Although I love my country as much as the next guy, I’m just not the flag waving type. Even on the Fourth of July, I’m not the sort to dress up in red, white, and blue, and if I hear Lee Greenwood proclaim one more time how proud he is to be an American, I might puncture my own ear drums. So, I was a bit surprised when, while out on a morning jog, a man in a pickup truck blew his horn at me and shouted, “America!” as he passed and as if a noun can be a sentence. Out of conditioned politeness, I waved back. While still processing the man’s motivation for honking and hooting at me, I turned to see a Trump/Pence bumper sticker affixed to the truck’s back window. I laughed and thought, “If only he knew.”
Then it suddenly dawned on me that I was wearing a red, white, and blue t-shirt (see photo above) with the word “Americans” across the front in script and that it was what had inspired the man’s assumed bond of fraternity with me as fellow Trump zealots, which I’ll just say I am not and leave it at that.
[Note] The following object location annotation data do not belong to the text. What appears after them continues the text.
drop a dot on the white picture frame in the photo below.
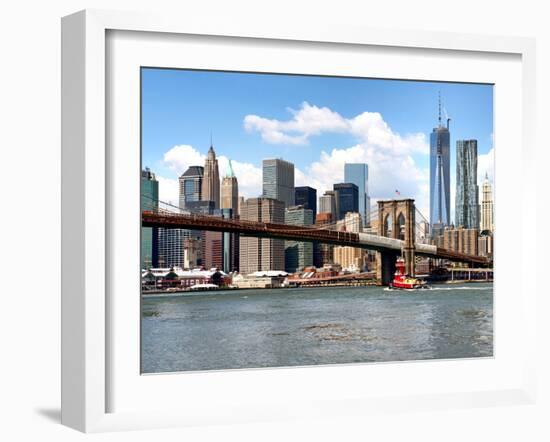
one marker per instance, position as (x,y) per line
(86,316)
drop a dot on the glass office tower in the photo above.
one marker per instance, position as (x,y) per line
(306,196)
(467,190)
(440,184)
(358,174)
(278,180)
(347,195)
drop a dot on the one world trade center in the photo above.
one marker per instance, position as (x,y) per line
(440,184)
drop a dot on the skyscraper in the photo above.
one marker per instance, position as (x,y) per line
(351,258)
(190,185)
(486,224)
(211,180)
(440,184)
(467,191)
(307,197)
(257,254)
(347,199)
(358,174)
(149,189)
(230,192)
(327,203)
(298,254)
(278,180)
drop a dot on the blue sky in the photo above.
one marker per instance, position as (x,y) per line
(318,123)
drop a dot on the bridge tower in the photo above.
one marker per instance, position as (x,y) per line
(396,219)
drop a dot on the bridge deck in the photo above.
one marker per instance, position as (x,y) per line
(297,233)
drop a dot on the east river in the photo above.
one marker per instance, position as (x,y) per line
(309,326)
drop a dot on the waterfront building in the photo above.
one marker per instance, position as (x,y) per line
(213,250)
(240,201)
(306,196)
(467,191)
(358,174)
(353,222)
(179,278)
(230,245)
(485,244)
(327,203)
(486,223)
(459,240)
(200,207)
(172,246)
(230,192)
(278,180)
(260,280)
(351,259)
(211,181)
(323,253)
(347,199)
(440,184)
(190,185)
(298,254)
(192,252)
(261,254)
(149,189)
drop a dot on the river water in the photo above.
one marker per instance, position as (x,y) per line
(309,326)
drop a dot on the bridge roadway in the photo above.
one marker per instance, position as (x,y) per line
(298,233)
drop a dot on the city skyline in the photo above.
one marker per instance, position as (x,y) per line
(319,133)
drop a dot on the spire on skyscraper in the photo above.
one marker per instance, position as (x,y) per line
(231,173)
(439,102)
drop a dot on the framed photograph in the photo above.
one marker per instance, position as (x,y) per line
(262,223)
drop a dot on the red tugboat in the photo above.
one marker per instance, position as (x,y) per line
(402,281)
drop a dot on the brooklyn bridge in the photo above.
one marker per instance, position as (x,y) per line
(398,233)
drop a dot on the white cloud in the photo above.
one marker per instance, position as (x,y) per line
(369,127)
(168,190)
(248,175)
(308,120)
(388,172)
(180,158)
(388,154)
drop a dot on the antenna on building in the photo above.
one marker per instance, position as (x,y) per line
(439,102)
(446,117)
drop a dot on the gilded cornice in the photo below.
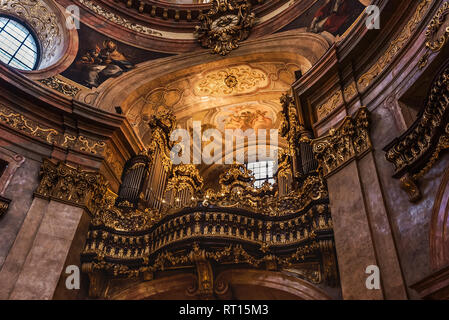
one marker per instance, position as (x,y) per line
(395,46)
(414,153)
(42,19)
(227,23)
(348,141)
(34,129)
(330,105)
(437,33)
(70,185)
(61,86)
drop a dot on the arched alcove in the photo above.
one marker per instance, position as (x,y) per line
(237,284)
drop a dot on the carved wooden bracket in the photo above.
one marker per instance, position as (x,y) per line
(415,152)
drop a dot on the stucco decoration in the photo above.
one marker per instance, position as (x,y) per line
(58,44)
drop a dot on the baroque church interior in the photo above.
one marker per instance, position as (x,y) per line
(118,179)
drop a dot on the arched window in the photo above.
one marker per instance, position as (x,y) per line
(18,45)
(263,171)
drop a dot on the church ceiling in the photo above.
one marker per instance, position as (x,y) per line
(238,93)
(168,26)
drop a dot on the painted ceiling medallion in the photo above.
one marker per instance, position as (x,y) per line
(241,79)
(226,24)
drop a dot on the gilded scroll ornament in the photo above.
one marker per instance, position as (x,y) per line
(28,126)
(162,125)
(83,144)
(330,105)
(226,24)
(114,18)
(437,34)
(239,79)
(68,184)
(61,86)
(43,20)
(350,91)
(418,140)
(395,46)
(348,141)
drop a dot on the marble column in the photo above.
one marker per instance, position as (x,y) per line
(362,229)
(33,268)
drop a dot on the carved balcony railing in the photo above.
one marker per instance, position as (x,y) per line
(415,152)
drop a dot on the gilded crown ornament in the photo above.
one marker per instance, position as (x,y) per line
(226,24)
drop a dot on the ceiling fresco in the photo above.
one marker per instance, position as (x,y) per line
(101,57)
(241,95)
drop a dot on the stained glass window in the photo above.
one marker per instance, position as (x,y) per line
(18,47)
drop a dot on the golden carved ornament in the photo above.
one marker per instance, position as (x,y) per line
(330,105)
(418,141)
(162,125)
(395,46)
(240,79)
(61,86)
(42,19)
(114,18)
(350,140)
(226,24)
(28,126)
(437,34)
(350,91)
(68,184)
(83,144)
(185,176)
(21,123)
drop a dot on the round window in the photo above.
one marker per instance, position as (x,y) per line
(18,46)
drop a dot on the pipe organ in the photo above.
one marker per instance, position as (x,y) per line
(183,186)
(134,177)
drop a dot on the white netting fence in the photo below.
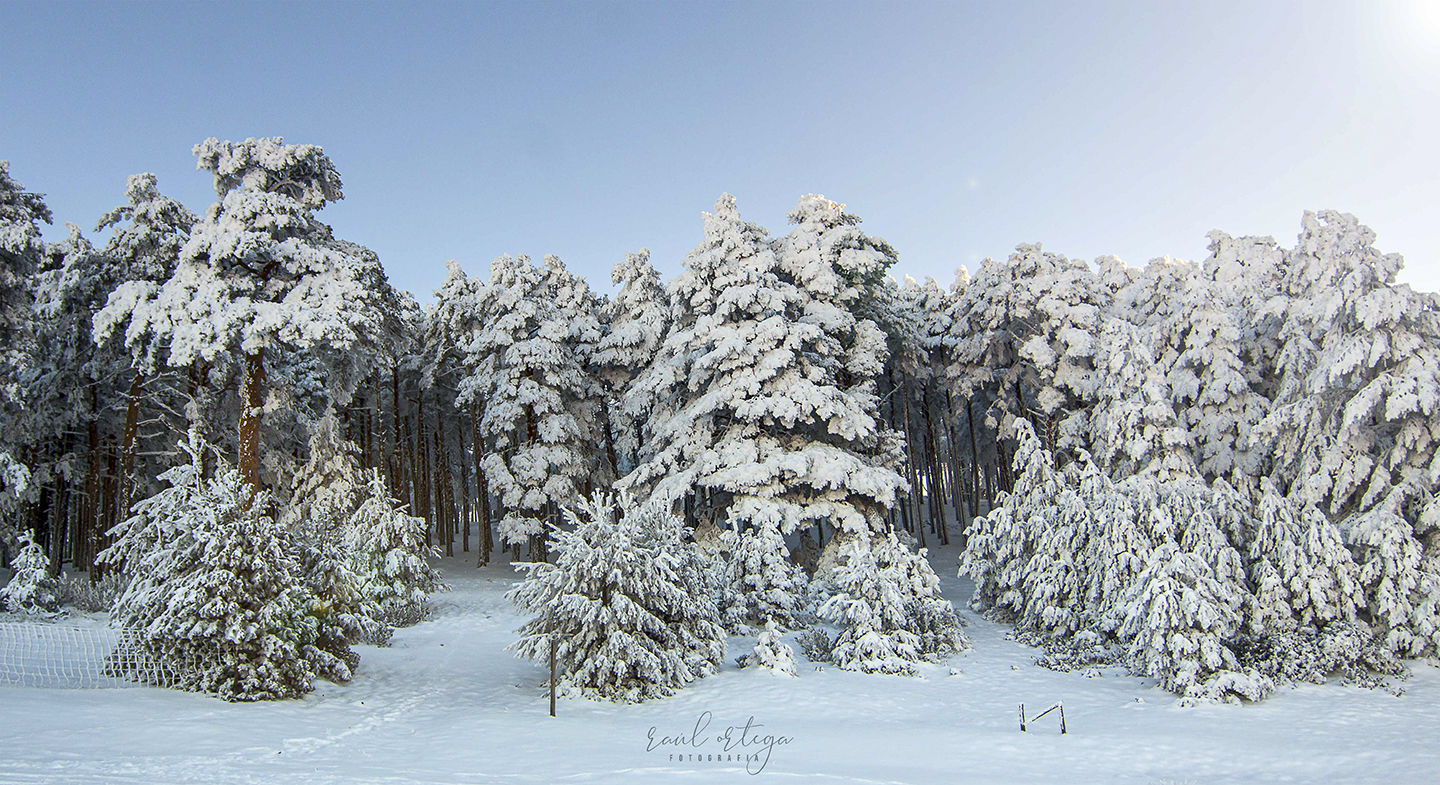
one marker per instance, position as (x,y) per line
(38,654)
However, the “Americans” on the shirt actually represents the Rochester Americans of the American Hockey League, not America, the beautiful. I laughed at the misunderstanding and continued my run.
My next realization, however, was a sad one. This stranger had clearly conflated my red, white, and blue Americans t-shirt with his own passion for President Trump, as if anyone of a different political persuasion could not possibly be wearing those colors. In his mind, those colors, Americanism, and a liberal mindset were exclusive to like-minded folk on the right of the political spectrum and off-limits to those on the left.
This realization brought to mind the numerous red, white, and blue flags I’ve seen – emblazoned with the President’s name, image, or a slogan flying from poles attached to homes, trucks, and even boats – and it caused me a measure of chagrin. I’m not sure with whom I was more disappointed: right wingers for co-opting the colors and the notion of American pride or left-leaning folks like me for allowing it to happen.
“Folks like me” love our country just as much as that man in his pickup, and we too believe it to represent mankind’s best stab yet at forming a just body politic. We do not, however, think Her to be above criticism or the need for on-going improvement. America reminds me of my best students, who, although they are already receiving ninety-five percents, we both know they are capable of earning ninety-eights or ninety-nines. I’m equally demanding of them, if not more, as I am of the students earning seventy-five percents. However, I’m much more disappointed in those same “A” students when they fail to live up to their promise. Potential is both a blessing and a curse.
Although America is a noun and cannot be a one-word imperative sentence, the truth is that man in the pickup was correct, even if not for the reason he believed. We are brothers as members of the same American family. It is my responsibility to respect him as a person while not necessarily respecting his ideas or agreeing with his passion for the President and his policies. I can only hope that he would provide me the same measure of what should be common courtesy. Any other response only undermines and weakens the country we both claim to love.